According to what I read, it had largely to do with Eastern Bloc nations such as the USSR sponsoring their best pros and listing them as soldiers to skirt the rules. Essentially, the Soviets cheated and broke the rules in the process. The next step was the adoption into law of the Amateur Sports Act of 1978, also known as the Ted Stevens Act, named for the U.S. senator who introduced it. This established the US Olympic Committee and allowed them to create additional national governing bodies for each sport, such as U.S. figure skating and the United States Fencing Association.
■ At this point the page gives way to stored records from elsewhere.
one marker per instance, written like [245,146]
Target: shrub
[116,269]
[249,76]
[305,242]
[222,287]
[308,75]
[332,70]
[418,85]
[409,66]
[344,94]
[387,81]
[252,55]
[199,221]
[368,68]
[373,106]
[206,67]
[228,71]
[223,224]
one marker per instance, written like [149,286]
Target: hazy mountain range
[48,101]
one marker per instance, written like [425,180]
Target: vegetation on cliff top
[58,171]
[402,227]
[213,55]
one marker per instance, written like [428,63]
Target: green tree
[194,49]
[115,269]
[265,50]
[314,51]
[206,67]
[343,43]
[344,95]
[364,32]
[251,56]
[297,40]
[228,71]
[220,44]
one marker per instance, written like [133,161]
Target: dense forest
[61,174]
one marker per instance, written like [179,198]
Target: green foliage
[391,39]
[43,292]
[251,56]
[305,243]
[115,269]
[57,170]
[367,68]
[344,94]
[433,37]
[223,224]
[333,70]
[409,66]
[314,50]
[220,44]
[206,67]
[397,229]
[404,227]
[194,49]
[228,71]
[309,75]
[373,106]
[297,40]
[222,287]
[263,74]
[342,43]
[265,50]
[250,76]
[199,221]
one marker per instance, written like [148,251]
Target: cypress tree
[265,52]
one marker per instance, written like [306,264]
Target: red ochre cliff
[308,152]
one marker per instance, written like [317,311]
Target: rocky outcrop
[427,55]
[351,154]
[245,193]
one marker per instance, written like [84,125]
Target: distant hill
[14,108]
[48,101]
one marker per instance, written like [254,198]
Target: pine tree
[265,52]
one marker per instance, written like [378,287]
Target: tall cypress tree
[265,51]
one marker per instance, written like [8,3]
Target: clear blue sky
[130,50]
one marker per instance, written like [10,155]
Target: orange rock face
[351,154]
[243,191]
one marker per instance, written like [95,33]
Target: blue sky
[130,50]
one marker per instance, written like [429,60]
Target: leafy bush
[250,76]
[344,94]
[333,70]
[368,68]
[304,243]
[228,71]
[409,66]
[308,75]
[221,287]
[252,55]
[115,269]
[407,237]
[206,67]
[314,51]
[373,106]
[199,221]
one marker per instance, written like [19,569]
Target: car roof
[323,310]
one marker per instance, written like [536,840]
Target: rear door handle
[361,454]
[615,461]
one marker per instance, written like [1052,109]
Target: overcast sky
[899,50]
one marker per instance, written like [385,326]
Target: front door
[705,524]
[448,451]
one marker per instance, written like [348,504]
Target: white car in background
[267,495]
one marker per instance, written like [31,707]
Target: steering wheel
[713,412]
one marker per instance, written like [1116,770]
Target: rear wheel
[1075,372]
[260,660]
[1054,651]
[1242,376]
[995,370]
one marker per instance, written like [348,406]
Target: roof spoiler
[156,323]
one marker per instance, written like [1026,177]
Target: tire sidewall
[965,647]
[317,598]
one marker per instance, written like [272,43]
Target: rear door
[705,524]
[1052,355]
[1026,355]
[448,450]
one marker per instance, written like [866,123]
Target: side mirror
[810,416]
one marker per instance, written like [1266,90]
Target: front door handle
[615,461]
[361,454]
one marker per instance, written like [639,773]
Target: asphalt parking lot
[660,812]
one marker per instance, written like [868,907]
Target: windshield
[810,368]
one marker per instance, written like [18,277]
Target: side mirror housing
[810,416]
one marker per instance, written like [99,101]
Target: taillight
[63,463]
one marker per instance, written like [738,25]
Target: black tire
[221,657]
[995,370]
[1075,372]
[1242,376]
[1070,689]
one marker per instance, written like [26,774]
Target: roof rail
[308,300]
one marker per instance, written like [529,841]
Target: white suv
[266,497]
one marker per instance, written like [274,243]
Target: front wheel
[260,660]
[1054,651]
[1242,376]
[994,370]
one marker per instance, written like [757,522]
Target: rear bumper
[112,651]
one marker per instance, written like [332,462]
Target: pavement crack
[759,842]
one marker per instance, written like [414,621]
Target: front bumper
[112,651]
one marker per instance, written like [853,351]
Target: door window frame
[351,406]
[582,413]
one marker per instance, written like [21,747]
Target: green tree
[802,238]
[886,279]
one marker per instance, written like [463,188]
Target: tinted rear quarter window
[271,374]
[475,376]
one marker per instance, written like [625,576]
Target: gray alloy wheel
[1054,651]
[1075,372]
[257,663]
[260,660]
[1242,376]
These bodies are basically used to select Olympic team members and govern the amateur competitions of the sports fan. Side note, the act requires these MGB committees to be at least 20 percent voting representation to include active athletes completed within the last ten years, ensuring the athletes have some say in the way their sports are formed. I'm skipping ahead a tiny bit. So this wasn't necessarily a response to the factors of increased rigor at the amateur level, but spurred on by the same issues of Soviet state sponsored athletes having an upper hand, as well as the issues with the IAU, as we all discussed in the podcast, that you had made some questionable decisions regarding the rules they had in place and the ways in which these rules were interpreted and enforced.
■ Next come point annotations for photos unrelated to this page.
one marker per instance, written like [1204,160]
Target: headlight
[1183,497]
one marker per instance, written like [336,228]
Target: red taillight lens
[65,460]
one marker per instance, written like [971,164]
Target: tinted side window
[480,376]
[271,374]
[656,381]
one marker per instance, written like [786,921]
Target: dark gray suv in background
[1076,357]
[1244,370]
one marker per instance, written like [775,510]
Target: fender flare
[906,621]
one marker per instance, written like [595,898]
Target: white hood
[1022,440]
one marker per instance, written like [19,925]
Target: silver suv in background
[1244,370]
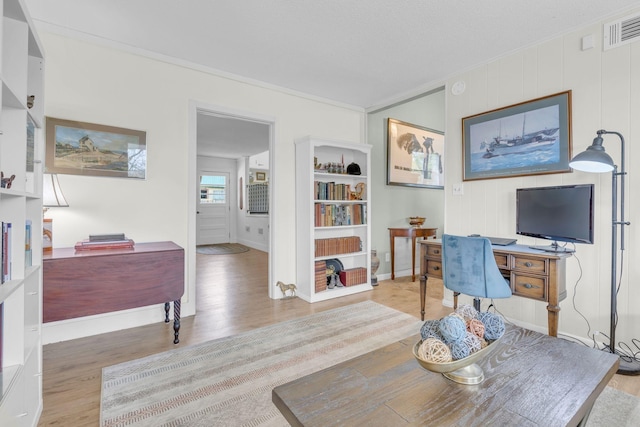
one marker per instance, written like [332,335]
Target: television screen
[561,213]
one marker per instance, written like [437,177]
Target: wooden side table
[413,233]
[86,283]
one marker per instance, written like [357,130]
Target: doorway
[213,210]
[224,141]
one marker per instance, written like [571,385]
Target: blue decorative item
[452,329]
[493,325]
[430,330]
[459,350]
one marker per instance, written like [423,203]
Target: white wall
[97,84]
[393,205]
[606,95]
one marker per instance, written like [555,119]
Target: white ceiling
[363,53]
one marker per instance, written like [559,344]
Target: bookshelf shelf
[341,201]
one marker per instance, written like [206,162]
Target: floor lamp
[595,159]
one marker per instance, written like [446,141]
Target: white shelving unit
[22,155]
[350,224]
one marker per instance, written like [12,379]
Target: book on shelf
[337,245]
[331,215]
[353,276]
[320,276]
[6,252]
[106,237]
[87,245]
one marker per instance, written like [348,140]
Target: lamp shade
[51,192]
[593,159]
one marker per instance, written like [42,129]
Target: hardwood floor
[231,298]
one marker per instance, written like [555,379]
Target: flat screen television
[560,213]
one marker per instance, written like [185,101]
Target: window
[213,189]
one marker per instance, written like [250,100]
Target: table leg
[553,312]
[413,259]
[423,295]
[393,257]
[176,321]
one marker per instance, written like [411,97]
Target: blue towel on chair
[470,268]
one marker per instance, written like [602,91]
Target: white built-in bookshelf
[333,218]
[21,156]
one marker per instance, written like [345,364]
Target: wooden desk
[531,379]
[412,233]
[84,283]
[532,274]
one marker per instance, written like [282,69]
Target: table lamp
[52,196]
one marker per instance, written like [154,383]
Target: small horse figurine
[284,288]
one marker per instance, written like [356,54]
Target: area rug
[228,381]
[221,249]
[615,408]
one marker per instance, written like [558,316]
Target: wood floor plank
[231,298]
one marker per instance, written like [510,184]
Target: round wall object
[458,87]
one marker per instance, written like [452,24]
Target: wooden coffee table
[531,379]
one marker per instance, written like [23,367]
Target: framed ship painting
[79,148]
[415,155]
[529,138]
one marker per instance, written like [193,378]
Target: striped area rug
[228,381]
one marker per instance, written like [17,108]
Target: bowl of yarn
[453,344]
[416,221]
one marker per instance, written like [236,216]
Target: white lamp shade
[51,192]
[593,159]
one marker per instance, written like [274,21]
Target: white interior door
[213,210]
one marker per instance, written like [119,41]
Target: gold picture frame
[79,148]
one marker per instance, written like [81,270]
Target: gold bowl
[463,371]
[416,221]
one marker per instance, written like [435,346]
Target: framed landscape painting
[529,138]
[79,148]
[415,155]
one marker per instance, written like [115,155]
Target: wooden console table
[531,380]
[85,283]
[412,233]
[532,274]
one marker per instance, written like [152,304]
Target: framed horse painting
[415,155]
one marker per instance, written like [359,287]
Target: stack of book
[353,276]
[105,241]
[321,276]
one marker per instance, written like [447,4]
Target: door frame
[196,107]
[231,194]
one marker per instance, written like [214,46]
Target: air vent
[621,32]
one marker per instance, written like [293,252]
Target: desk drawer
[530,265]
[434,251]
[434,268]
[534,287]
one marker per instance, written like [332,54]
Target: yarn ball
[467,312]
[430,330]
[476,327]
[452,329]
[434,350]
[473,342]
[493,325]
[459,350]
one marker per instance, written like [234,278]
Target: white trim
[48,27]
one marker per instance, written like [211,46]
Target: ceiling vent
[622,31]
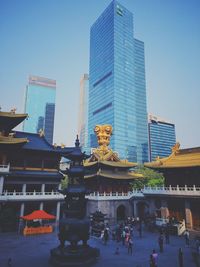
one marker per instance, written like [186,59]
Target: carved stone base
[81,256]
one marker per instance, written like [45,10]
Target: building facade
[83,113]
[162,137]
[29,173]
[117,90]
[40,105]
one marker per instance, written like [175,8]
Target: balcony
[31,196]
[173,191]
[115,195]
[4,168]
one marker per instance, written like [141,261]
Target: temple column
[58,212]
[188,215]
[164,209]
[135,211]
[41,205]
[24,188]
[22,209]
[1,184]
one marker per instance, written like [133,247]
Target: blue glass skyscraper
[83,113]
[162,137]
[40,106]
[117,90]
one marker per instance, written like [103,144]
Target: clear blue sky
[50,38]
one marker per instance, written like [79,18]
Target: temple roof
[116,164]
[9,120]
[180,158]
[37,142]
[35,174]
[115,175]
[7,140]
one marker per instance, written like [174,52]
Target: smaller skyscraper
[83,113]
[40,106]
[162,137]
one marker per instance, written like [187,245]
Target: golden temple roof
[117,164]
[113,175]
[179,158]
[7,140]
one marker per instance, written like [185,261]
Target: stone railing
[114,195]
[173,191]
[162,191]
[30,196]
[4,168]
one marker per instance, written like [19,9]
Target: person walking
[187,237]
[180,257]
[106,236]
[130,246]
[160,242]
[123,237]
[167,235]
[155,258]
[9,262]
[152,261]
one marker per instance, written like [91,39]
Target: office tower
[117,90]
[40,106]
[83,113]
[162,137]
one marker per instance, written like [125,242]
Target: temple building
[181,197]
[29,172]
[109,179]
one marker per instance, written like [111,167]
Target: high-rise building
[162,137]
[117,89]
[40,106]
[83,113]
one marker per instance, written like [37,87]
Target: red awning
[38,214]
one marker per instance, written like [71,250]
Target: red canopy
[38,214]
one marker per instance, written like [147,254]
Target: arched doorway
[142,208]
[121,213]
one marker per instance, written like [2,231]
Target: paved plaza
[34,251]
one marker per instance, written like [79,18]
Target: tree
[150,178]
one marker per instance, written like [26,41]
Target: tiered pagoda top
[9,120]
[179,158]
[26,141]
[105,162]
So there is some more detail in the email from there. I had not looked more deeply into how the amateur definitions and requirements had had developed following Jim Thorpe's time in the Olympics. I know there are still so many other social and and representative issues going on in the world of sports.

And it is fascinating to me that how how much of that was related to not exactly international politics, but having grown up in the tail end of the Cold War, I was like, oh yeah, that makes a lot of sense.

So anyway, thank you so much, Dustin, for poking into all that and sending us what you found.